There’s a stigma around poverty … and so regardless of having a house or not, people are ashamed of being poor. 

If you have to work three jobs to make ends meet or to pay rent and then some months (you can’t), you’re going to have to go to the SNAP food stamp program and say, “Hey, I’m poor this month.” (You’d) have to go through the bureaucracy of proving that (you’re) poor so (you) can have access to canned food. 

NewsNation: Why do you think this approach works?

Oehninger: It breaks a few conceptions that people have about food, liability, or food safety, or poverty. And that’s why I think people are still talking about it even two years after the pandemic. One of the biggest things about the pandemic is that we learned … we depend on each other.

The idea of a fridge, it’s very common. I think that what triggers movements is when someone sees that other people did it, and they’re like, “Oh, yeah. I’m going to do it, too.”

Once we put a bunch of fridges in our area … we reached a point in which we’re like, “OK, now, we have something that works.”

NewsNation: Can you explain what “mutual aid” is and how it’s different from charity?

Oehninger: (Mutual aid) is just when you help someone without expecting anything in return … groups of people who have a goal to nourish their community, to feed their community, to provide basic needs for the community, like housing, or health care. 

Mutual aid is superior because of the nonhierarchical aspect. It’s common for food banks to tell volunteers not to take food home. This will never happen in a mutual aid organization. … Volunteers are volunteers because they want to make sure that their community is (benefiting from) the work that they’re doing. 

NewsNation: How did the pandemic jumpstart the idea of community fridges?

Oehninger: It really seemed that in the U.S., things wouldn’t (take off). … We had many years of struggle with those questions — about the stigma of poverty, homelessness, the question about liability. 

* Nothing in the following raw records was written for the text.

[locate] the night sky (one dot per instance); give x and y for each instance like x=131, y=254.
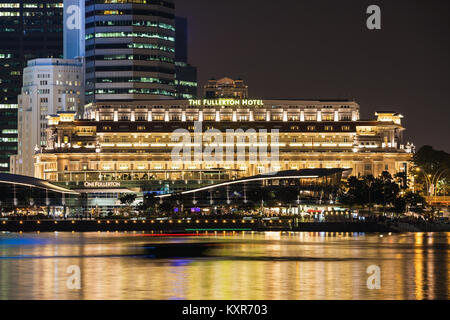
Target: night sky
x=322, y=49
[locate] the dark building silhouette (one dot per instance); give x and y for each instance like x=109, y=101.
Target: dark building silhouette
x=28, y=30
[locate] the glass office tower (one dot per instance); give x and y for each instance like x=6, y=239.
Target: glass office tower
x=130, y=50
x=186, y=75
x=28, y=30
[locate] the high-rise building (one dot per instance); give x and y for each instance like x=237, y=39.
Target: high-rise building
x=225, y=88
x=74, y=26
x=185, y=74
x=28, y=30
x=49, y=86
x=130, y=50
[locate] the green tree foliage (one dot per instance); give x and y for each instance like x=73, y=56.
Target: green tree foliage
x=128, y=199
x=432, y=164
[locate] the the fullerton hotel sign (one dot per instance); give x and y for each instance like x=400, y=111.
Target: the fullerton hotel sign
x=100, y=184
x=226, y=102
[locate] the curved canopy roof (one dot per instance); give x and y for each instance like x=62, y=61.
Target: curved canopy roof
x=13, y=179
x=290, y=174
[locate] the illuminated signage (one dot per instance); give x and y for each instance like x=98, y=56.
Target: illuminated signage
x=226, y=102
x=101, y=184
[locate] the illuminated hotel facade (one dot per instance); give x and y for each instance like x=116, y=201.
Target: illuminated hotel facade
x=127, y=147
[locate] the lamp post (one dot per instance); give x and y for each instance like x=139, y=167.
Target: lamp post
x=432, y=180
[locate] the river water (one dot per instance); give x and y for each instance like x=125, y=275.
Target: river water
x=239, y=266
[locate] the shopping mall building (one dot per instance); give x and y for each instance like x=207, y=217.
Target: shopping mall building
x=172, y=146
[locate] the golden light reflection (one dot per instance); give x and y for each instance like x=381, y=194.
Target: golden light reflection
x=250, y=266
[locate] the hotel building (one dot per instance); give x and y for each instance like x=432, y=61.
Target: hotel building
x=127, y=147
x=49, y=86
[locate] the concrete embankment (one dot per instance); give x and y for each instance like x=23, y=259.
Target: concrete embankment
x=182, y=226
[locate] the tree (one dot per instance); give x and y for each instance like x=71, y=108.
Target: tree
x=128, y=199
x=431, y=167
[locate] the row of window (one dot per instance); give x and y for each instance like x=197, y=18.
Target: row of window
x=138, y=57
x=134, y=23
x=133, y=45
x=151, y=35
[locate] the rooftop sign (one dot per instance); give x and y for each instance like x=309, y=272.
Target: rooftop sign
x=102, y=184
x=226, y=102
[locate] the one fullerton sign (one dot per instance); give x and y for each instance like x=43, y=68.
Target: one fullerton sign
x=226, y=102
x=102, y=184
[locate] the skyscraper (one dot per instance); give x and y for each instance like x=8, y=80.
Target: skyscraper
x=28, y=30
x=130, y=50
x=185, y=74
x=74, y=26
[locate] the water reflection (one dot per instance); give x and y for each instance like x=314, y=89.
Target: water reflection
x=253, y=266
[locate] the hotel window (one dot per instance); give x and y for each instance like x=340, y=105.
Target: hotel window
x=192, y=117
x=277, y=118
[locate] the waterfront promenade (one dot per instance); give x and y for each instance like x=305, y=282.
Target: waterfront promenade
x=217, y=224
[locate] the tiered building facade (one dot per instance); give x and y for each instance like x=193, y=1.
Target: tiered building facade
x=128, y=147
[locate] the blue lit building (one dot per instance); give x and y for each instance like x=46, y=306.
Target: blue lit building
x=185, y=74
x=28, y=30
x=74, y=26
x=130, y=50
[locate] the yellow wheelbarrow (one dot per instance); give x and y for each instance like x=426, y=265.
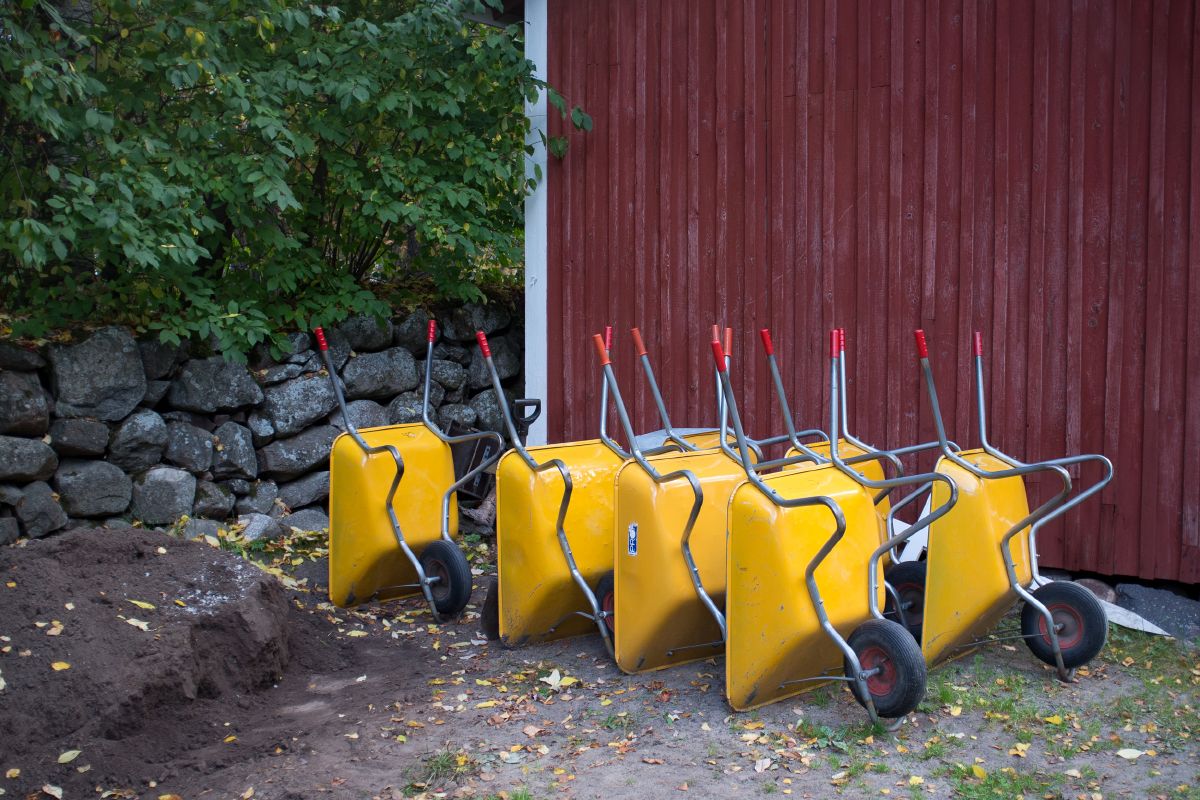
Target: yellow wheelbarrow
x=375, y=536
x=553, y=534
x=989, y=542
x=784, y=639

I think we needed many years to break that — and I don’t think we broke that. I think that the pandemic broke that.

We locked down, there’s all sorts of needs ramping up and then people are like, “OK, we need to do something about (food insecurity),” and then like, “Oh, let’s put fridges.” I think the pandemic … made us see things that we couldn’t see before. 

Two boys donate at a community fridge. Courtesy of Ernst Bertone Oehninger.

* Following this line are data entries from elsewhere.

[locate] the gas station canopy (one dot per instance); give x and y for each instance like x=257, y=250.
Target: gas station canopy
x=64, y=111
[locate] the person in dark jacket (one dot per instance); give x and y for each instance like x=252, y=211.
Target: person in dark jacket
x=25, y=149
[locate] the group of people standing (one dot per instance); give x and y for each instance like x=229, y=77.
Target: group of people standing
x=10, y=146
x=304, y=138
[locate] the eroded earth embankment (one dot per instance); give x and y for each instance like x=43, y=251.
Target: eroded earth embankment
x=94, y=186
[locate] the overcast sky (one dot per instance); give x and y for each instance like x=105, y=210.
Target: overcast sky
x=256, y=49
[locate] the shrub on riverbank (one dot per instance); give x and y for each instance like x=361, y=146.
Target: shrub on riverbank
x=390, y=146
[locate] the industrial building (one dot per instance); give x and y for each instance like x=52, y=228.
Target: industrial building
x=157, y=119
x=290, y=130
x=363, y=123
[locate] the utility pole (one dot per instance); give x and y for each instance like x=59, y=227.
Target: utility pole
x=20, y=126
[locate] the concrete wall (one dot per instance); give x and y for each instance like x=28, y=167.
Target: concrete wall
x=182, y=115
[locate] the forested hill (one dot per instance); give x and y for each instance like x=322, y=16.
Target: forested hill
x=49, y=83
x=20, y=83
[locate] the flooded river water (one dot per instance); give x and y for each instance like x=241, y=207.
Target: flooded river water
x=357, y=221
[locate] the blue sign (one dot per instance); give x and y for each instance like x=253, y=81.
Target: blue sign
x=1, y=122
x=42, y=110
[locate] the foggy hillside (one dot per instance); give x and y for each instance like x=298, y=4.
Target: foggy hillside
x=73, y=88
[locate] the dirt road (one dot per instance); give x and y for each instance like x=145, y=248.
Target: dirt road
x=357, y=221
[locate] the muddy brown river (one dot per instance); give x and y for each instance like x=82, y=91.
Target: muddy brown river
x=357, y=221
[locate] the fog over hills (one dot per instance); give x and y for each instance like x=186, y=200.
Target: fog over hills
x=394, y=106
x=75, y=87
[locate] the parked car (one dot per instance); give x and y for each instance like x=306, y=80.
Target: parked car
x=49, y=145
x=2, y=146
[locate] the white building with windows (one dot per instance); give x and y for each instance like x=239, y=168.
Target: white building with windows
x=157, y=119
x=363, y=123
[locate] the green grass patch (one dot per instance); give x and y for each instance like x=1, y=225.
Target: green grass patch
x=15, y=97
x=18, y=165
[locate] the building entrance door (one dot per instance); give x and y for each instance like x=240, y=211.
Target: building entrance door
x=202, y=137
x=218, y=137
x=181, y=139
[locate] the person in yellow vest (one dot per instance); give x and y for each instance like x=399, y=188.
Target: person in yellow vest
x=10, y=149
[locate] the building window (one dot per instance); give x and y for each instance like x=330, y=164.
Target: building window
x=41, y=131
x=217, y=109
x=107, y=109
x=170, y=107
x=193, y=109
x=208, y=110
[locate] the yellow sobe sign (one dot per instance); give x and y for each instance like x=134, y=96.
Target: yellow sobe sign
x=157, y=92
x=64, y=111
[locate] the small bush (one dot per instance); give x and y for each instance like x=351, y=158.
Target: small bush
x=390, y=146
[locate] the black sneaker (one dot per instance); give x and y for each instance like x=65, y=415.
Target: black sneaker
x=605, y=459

NewsNation: It seems that because this is local, communities can address their own needs and not worry about a big national organization. But that can also hurt, too. New fridges often have to navigate local health code restrictions. Are there other challenges? 

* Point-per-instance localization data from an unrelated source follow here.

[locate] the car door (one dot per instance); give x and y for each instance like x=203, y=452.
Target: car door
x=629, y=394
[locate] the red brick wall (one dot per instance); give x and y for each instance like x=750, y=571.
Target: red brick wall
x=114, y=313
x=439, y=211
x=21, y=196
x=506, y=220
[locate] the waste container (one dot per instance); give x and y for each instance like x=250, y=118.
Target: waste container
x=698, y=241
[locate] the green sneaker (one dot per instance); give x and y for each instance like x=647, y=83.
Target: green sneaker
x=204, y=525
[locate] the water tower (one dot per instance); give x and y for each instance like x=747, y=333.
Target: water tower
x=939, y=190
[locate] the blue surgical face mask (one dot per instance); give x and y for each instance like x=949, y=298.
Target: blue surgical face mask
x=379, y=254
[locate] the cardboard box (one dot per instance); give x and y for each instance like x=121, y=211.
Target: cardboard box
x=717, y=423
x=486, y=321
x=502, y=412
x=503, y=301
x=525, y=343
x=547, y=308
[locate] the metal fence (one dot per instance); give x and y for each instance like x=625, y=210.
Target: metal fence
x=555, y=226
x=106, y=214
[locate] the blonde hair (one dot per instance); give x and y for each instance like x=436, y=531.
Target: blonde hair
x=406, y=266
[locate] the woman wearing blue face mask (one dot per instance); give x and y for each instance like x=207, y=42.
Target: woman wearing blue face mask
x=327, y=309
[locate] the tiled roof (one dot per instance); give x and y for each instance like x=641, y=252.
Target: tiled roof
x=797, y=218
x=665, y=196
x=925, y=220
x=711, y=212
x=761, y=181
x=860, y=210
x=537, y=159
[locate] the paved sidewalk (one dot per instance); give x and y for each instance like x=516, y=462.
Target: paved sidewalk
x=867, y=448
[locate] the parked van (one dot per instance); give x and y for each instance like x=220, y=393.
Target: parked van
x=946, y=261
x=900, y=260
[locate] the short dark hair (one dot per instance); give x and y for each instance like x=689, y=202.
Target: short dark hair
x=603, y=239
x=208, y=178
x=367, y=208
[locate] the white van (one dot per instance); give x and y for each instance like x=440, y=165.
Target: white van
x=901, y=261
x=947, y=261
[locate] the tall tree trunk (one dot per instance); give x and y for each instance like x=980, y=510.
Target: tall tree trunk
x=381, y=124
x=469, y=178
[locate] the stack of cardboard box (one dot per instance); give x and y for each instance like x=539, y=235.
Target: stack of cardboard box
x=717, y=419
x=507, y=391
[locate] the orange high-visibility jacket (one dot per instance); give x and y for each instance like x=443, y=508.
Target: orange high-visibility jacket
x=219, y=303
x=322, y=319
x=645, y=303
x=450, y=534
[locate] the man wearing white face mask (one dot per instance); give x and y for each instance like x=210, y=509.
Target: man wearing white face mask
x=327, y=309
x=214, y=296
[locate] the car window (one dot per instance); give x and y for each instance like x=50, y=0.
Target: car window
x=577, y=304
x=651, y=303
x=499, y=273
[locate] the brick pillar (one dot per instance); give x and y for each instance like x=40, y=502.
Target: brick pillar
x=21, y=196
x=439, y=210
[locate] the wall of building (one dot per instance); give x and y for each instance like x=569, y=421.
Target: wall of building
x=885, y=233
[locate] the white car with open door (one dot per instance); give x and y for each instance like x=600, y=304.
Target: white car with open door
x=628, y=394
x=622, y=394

Oehninger: “You’re going to have to have everybody on board, and you’re going to have to do consensus decision-making. And that means that every person in the group can, or has to, come up with a proposal, if they don’t agree with what’s being said.”

NewsNation: What have you learned from the community fridge movement?

Oehninger: The actual reason for us doing the community fridges was beyond the food itself. Yes, we want to change the food system and … we want people to have food. 

But I think that the community fridge, for us, was more like a symbol. I think what the fridge does the best is triggering some questions in the minds of the people who see the fridge.

You have a sense of community, that someone is bringing food here to another person and someone can come and take that food. … The person who installed the fridge there, the person who brought the food, and the person who took their food — all of them benefited from the food.

NewsNation: Lots of organizations had a “pandemic bump” where they did better because of the COVID-19 crisis. Will the community fridges be one of those groups?

Oehninger: COVID is not the first crisis, nor the last, that we’re going to have. What is the same in every crisis is a pattern that poor people will suffer the most. COVID was just the trigger of this big explosion of mutual aid in the U.S. And I think that is good that that happened. Maybe when the next crisis comes, we will be better prepared.